Question verbs: Explain, predict, interpret, infer, summarize, convert, translate, give example, account for, paraphrase x?
The ability to use learned material in new and concrete situations. Applying rules, methods, concepts, principles, laws, and theories. Learning outcomes in this area require a higher level of understanding than those under comprehension.
Learning objectives at this level: apply concepts and principles to new situations, apply laws and theories to practical situations, solve mathematical problems, construct graphs and charts, demonstrate the correct usage of a method or procedure.
Question verbs: How could x be used to y? How would you show, make use of, modify, demonstrate, solve, or apply x to conditions y?
The ability to break down material into its component parts. Identifying parts, analysis of relationships between parts, recognition of the organizational principles involved. Learning outcomes here represent a higher intellectual level than comprehension and application because they require an understanding of both the content and the structural form of the material.
Learning objectives at this level: recognize unstated assumptions, recognizes logical fallacies in reasoning, distinguish between facts and inferences, evaluate the relevancy of data, analyze the organizational structure of a work (art, music, writing).
Question verbs: Differentiate, compare / contrast, distinguish x from y, how does x affect or relate to y? why? how? What piece of x is missing / needed?
The ability to put parts together to form a new whole. This may involve the production of a unique communication (theme or speech), a plan of operations (research proposal), or a set of abstract relations (scheme for classifying information). Learning outcomes in this area stress creative behaviors, with major emphasis on the formulation of new patterns or structure.

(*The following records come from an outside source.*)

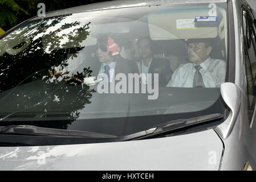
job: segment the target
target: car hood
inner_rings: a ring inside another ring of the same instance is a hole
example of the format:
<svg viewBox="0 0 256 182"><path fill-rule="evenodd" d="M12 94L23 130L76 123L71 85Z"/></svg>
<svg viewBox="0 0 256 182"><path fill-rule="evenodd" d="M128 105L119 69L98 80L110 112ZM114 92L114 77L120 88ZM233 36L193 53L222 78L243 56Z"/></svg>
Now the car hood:
<svg viewBox="0 0 256 182"><path fill-rule="evenodd" d="M1 147L0 169L218 170L223 148L213 130L128 142Z"/></svg>

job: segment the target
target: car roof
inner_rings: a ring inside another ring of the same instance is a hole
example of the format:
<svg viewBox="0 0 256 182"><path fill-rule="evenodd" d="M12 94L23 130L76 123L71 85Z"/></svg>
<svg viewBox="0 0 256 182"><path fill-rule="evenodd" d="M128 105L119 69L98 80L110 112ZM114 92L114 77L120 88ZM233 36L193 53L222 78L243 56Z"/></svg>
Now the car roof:
<svg viewBox="0 0 256 182"><path fill-rule="evenodd" d="M155 6L159 5L172 5L181 3L214 3L225 2L227 0L117 0L109 1L103 2L82 5L63 10L56 10L46 13L45 16L36 16L32 20L48 18L67 14L73 14L86 11L97 11L101 10L113 9L117 8Z"/></svg>

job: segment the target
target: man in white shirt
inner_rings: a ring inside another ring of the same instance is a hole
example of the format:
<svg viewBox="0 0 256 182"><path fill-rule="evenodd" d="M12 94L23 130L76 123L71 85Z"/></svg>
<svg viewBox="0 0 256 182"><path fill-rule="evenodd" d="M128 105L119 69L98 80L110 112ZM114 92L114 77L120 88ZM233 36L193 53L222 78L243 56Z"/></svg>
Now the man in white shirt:
<svg viewBox="0 0 256 182"><path fill-rule="evenodd" d="M190 63L174 71L166 86L220 87L225 81L226 62L210 57L210 43L193 42L186 47Z"/></svg>

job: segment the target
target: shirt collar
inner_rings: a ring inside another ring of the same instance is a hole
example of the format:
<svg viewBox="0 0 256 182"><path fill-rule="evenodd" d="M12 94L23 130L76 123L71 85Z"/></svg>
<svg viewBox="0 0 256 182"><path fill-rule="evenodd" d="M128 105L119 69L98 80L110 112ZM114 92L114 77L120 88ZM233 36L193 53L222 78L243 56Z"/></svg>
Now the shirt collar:
<svg viewBox="0 0 256 182"><path fill-rule="evenodd" d="M153 60L153 58L152 58L151 60L150 60L149 63L148 63L148 65L147 67L146 67L146 66L145 65L144 63L143 62L143 60L141 60L142 65L143 65L144 67L145 67L149 68L149 67L150 67L150 65L151 65L151 62L152 61L152 60Z"/></svg>
<svg viewBox="0 0 256 182"><path fill-rule="evenodd" d="M115 67L116 67L116 62L112 62L108 65L109 66L110 69L115 69ZM101 68L104 69L104 68L107 65L105 63L101 63Z"/></svg>

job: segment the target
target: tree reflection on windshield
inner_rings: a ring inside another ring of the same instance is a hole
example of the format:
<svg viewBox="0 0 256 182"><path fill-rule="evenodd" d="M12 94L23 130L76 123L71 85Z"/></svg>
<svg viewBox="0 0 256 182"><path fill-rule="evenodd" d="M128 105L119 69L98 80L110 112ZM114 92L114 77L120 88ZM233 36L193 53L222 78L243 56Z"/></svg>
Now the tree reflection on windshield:
<svg viewBox="0 0 256 182"><path fill-rule="evenodd" d="M84 48L81 43L90 35L90 22L65 23L68 16L32 23L0 40L1 50L8 46L0 52L0 118L9 121L1 125L22 121L19 124L67 129L90 103L94 89L48 72L68 66L67 60ZM85 68L77 75L86 77L91 72Z"/></svg>

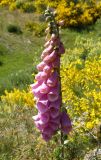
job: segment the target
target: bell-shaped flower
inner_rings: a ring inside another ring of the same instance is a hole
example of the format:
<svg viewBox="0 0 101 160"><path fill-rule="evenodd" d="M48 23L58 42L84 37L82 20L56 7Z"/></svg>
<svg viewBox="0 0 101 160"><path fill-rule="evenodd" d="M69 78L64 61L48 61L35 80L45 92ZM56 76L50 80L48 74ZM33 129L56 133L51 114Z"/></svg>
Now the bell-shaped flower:
<svg viewBox="0 0 101 160"><path fill-rule="evenodd" d="M43 61L47 64L52 63L57 58L57 52L54 50L50 55L47 55Z"/></svg>
<svg viewBox="0 0 101 160"><path fill-rule="evenodd" d="M50 89L50 91L49 91L49 93L47 95L48 100L50 102L54 102L54 101L58 100L59 94L60 94L59 90L60 90L60 86L59 85Z"/></svg>
<svg viewBox="0 0 101 160"><path fill-rule="evenodd" d="M41 55L41 59L44 59L47 55L49 55L53 51L53 46L49 45L48 48L46 48Z"/></svg>
<svg viewBox="0 0 101 160"><path fill-rule="evenodd" d="M34 94L36 98L41 98L43 95L42 93L40 93L40 86L35 89L32 89L31 92Z"/></svg>
<svg viewBox="0 0 101 160"><path fill-rule="evenodd" d="M52 67L53 68L59 68L60 67L60 57L59 56L57 56L55 61L52 62Z"/></svg>
<svg viewBox="0 0 101 160"><path fill-rule="evenodd" d="M38 69L38 71L43 71L43 68L45 67L45 63L42 61L41 63L39 63L38 65L37 65L37 69Z"/></svg>
<svg viewBox="0 0 101 160"><path fill-rule="evenodd" d="M49 119L50 119L50 114L49 112L46 112L46 113L43 113L43 114L39 114L39 117L40 117L40 120L46 124L49 122Z"/></svg>
<svg viewBox="0 0 101 160"><path fill-rule="evenodd" d="M44 82L40 86L40 93L46 94L50 90L49 86L47 86Z"/></svg>
<svg viewBox="0 0 101 160"><path fill-rule="evenodd" d="M48 75L50 75L52 72L52 65L45 65L45 67L43 68L43 71Z"/></svg>
<svg viewBox="0 0 101 160"><path fill-rule="evenodd" d="M45 72L39 72L36 76L35 79L37 81L45 81L47 79L48 75Z"/></svg>
<svg viewBox="0 0 101 160"><path fill-rule="evenodd" d="M47 134L45 134L45 133L42 133L42 138L46 141L46 142L48 142L50 139L51 139L51 135L47 135Z"/></svg>
<svg viewBox="0 0 101 160"><path fill-rule="evenodd" d="M51 107L51 108L50 108L50 116L51 116L52 118L58 117L59 114L60 114L59 109L54 108L54 107Z"/></svg>
<svg viewBox="0 0 101 160"><path fill-rule="evenodd" d="M48 100L39 100L36 104L38 111L43 114L49 110L49 101Z"/></svg>
<svg viewBox="0 0 101 160"><path fill-rule="evenodd" d="M65 48L61 42L59 46L58 54L64 54L64 53L65 53Z"/></svg>
<svg viewBox="0 0 101 160"><path fill-rule="evenodd" d="M53 72L51 76L47 79L47 85L49 87L55 87L59 79L57 71Z"/></svg>
<svg viewBox="0 0 101 160"><path fill-rule="evenodd" d="M48 124L48 125L43 129L43 133L52 136L53 133L54 133L54 130L52 129L52 126Z"/></svg>
<svg viewBox="0 0 101 160"><path fill-rule="evenodd" d="M49 104L49 108L57 108L59 109L61 105L61 97L59 96L59 98L57 99L57 101L51 102Z"/></svg>

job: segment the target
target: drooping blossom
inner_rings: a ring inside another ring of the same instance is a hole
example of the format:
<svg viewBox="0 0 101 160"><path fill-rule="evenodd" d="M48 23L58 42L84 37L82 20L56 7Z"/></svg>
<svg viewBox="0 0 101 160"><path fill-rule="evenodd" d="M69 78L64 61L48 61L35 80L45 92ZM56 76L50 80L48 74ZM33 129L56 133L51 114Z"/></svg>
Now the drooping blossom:
<svg viewBox="0 0 101 160"><path fill-rule="evenodd" d="M37 65L35 84L31 85L36 98L38 114L33 116L36 127L45 141L49 141L58 129L65 134L71 130L71 121L61 113L60 57L65 52L60 37L52 34L44 45L42 62Z"/></svg>

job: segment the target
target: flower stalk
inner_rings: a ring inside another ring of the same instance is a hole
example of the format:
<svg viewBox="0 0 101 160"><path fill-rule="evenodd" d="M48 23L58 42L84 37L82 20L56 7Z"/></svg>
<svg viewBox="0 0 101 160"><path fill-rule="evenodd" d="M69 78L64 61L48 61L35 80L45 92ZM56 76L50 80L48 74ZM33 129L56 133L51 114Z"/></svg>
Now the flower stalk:
<svg viewBox="0 0 101 160"><path fill-rule="evenodd" d="M52 9L47 8L45 19L48 22L45 49L41 54L42 62L37 65L39 73L35 76L36 83L31 85L38 109L38 114L33 119L45 141L49 141L57 130L61 130L63 158L63 134L68 134L71 130L70 118L62 107L60 57L65 49L59 36L59 23L56 22Z"/></svg>

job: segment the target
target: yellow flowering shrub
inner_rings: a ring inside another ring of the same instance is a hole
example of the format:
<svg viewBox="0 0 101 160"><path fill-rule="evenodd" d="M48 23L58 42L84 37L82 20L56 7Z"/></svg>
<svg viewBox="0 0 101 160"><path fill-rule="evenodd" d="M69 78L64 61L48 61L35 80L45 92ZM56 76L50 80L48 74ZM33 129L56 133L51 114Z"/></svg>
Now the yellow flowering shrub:
<svg viewBox="0 0 101 160"><path fill-rule="evenodd" d="M101 39L77 38L62 63L63 102L74 126L91 130L101 121Z"/></svg>
<svg viewBox="0 0 101 160"><path fill-rule="evenodd" d="M101 17L101 3L91 1L67 2L62 0L57 6L57 19L64 20L65 27L86 27Z"/></svg>
<svg viewBox="0 0 101 160"><path fill-rule="evenodd" d="M5 95L2 95L1 102L6 103L10 106L20 105L20 106L34 106L33 95L29 91L14 88L13 91L8 92L5 90Z"/></svg>

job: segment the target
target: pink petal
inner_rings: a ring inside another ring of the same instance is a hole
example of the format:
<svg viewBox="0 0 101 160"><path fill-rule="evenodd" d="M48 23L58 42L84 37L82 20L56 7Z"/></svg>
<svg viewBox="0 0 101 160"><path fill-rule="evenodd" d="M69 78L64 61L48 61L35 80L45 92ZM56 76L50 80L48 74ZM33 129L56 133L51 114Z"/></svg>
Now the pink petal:
<svg viewBox="0 0 101 160"><path fill-rule="evenodd" d="M52 72L52 66L51 65L46 65L43 68L43 71L49 75Z"/></svg>
<svg viewBox="0 0 101 160"><path fill-rule="evenodd" d="M41 114L45 113L46 111L49 110L48 100L38 101L36 107Z"/></svg>
<svg viewBox="0 0 101 160"><path fill-rule="evenodd" d="M65 134L68 134L72 129L72 125L71 125L71 120L66 112L61 113L61 120L60 121L61 121L61 130Z"/></svg>
<svg viewBox="0 0 101 160"><path fill-rule="evenodd" d="M46 135L53 135L54 130L51 128L50 125L48 125L47 127L45 127L43 129L43 133L46 134Z"/></svg>
<svg viewBox="0 0 101 160"><path fill-rule="evenodd" d="M48 75L45 72L39 72L36 76L35 79L37 81L42 81L42 80L46 80L48 77Z"/></svg>
<svg viewBox="0 0 101 160"><path fill-rule="evenodd" d="M60 88L59 88L59 86L51 88L50 92L47 95L48 96L48 100L50 102L54 102L54 101L58 100L59 94L60 94Z"/></svg>
<svg viewBox="0 0 101 160"><path fill-rule="evenodd" d="M50 119L50 115L49 115L48 112L46 112L46 113L44 113L44 114L40 114L40 120L41 120L44 124L48 123L49 119Z"/></svg>
<svg viewBox="0 0 101 160"><path fill-rule="evenodd" d="M43 83L40 87L40 93L46 94L49 92L49 90L50 88L45 83Z"/></svg>
<svg viewBox="0 0 101 160"><path fill-rule="evenodd" d="M47 55L49 55L53 51L53 46L49 45L48 48L46 48L41 55L41 59L44 59Z"/></svg>
<svg viewBox="0 0 101 160"><path fill-rule="evenodd" d="M63 43L60 44L58 53L59 54L64 54L65 53L65 48L63 46Z"/></svg>
<svg viewBox="0 0 101 160"><path fill-rule="evenodd" d="M38 115L35 115L32 117L34 119L34 121L39 121L40 120L40 116L39 114Z"/></svg>
<svg viewBox="0 0 101 160"><path fill-rule="evenodd" d="M51 108L50 108L50 116L51 116L52 118L58 117L59 114L60 114L59 109L54 108L54 107L51 107Z"/></svg>
<svg viewBox="0 0 101 160"><path fill-rule="evenodd" d="M37 65L37 69L38 69L38 71L43 71L43 68L45 67L45 63L44 62L41 62L41 63L39 63L38 65Z"/></svg>
<svg viewBox="0 0 101 160"><path fill-rule="evenodd" d="M44 47L49 47L50 41L51 41L51 40L47 41L47 42L45 43Z"/></svg>
<svg viewBox="0 0 101 160"><path fill-rule="evenodd" d="M47 134L44 134L44 133L42 133L42 138L46 141L46 142L48 142L50 139L51 139L51 135L47 135Z"/></svg>
<svg viewBox="0 0 101 160"><path fill-rule="evenodd" d="M60 66L60 57L59 56L57 56L57 58L55 59L55 61L52 62L52 66L54 68L59 68L59 66Z"/></svg>
<svg viewBox="0 0 101 160"><path fill-rule="evenodd" d="M49 108L52 108L52 107L53 107L53 108L59 109L59 108L60 108L60 105L61 105L61 98L59 97L57 101L51 102L51 103L49 104Z"/></svg>

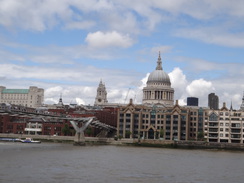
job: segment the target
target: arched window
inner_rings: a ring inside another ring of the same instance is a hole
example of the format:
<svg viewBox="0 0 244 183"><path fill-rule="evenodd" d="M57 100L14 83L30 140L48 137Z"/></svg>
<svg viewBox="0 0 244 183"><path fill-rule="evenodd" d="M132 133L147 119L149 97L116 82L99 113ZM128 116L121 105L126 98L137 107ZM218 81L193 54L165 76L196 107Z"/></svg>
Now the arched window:
<svg viewBox="0 0 244 183"><path fill-rule="evenodd" d="M209 121L218 121L218 116L215 113L210 114Z"/></svg>

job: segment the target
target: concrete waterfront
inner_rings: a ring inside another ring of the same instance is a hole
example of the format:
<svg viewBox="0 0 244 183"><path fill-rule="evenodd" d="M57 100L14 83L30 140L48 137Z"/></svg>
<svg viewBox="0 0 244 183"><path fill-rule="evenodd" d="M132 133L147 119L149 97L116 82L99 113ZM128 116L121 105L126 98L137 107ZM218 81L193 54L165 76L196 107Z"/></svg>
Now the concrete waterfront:
<svg viewBox="0 0 244 183"><path fill-rule="evenodd" d="M0 134L0 138L28 138L42 142L70 143L75 144L75 136L49 136L49 135L19 135L19 134ZM126 145L137 147L159 147L159 148L179 148L179 149L219 149L219 150L238 150L244 151L243 144L215 143L206 141L166 141L160 139L119 139L85 137L85 144L102 145Z"/></svg>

Learning objectives at this level: write a well organized paper, give a well organized speech, write a creative short story (or poem or music), propose a plan for an experiment, integrate learning from different areas into a plan for solving a problem, formulate a new scheme for classifying objects (or events, or ideas).
Question verbs: Design, construct, develop, formulate, imagine, create, change, write a short story and label the following elements:
The ability to judge the value of material (statement, novel, poem, research report) for a given purpose. The judgments are to be based on definite criteria, which may be internal (organization) or external (relevance to the purpose). The student may determine the criteria or be given them. Learning outcomes in this area are highest in the cognitive hierarchy because they contain elements of all the other categories, plus conscious value judgments based on clearly defined criteria.
Learning objectives at this level: judge the logical consistency of written material, judge the adequacy with which conclusions are supported by data, judge the value of a work (art, music, writing) by the use of internal criteria, judge the value of a work (art, music, writing) by use of external standards of excellence.
Question verbs: Justify, appraise, evaluate, judge x according to given criteria. Which option would be better/preferable to party y?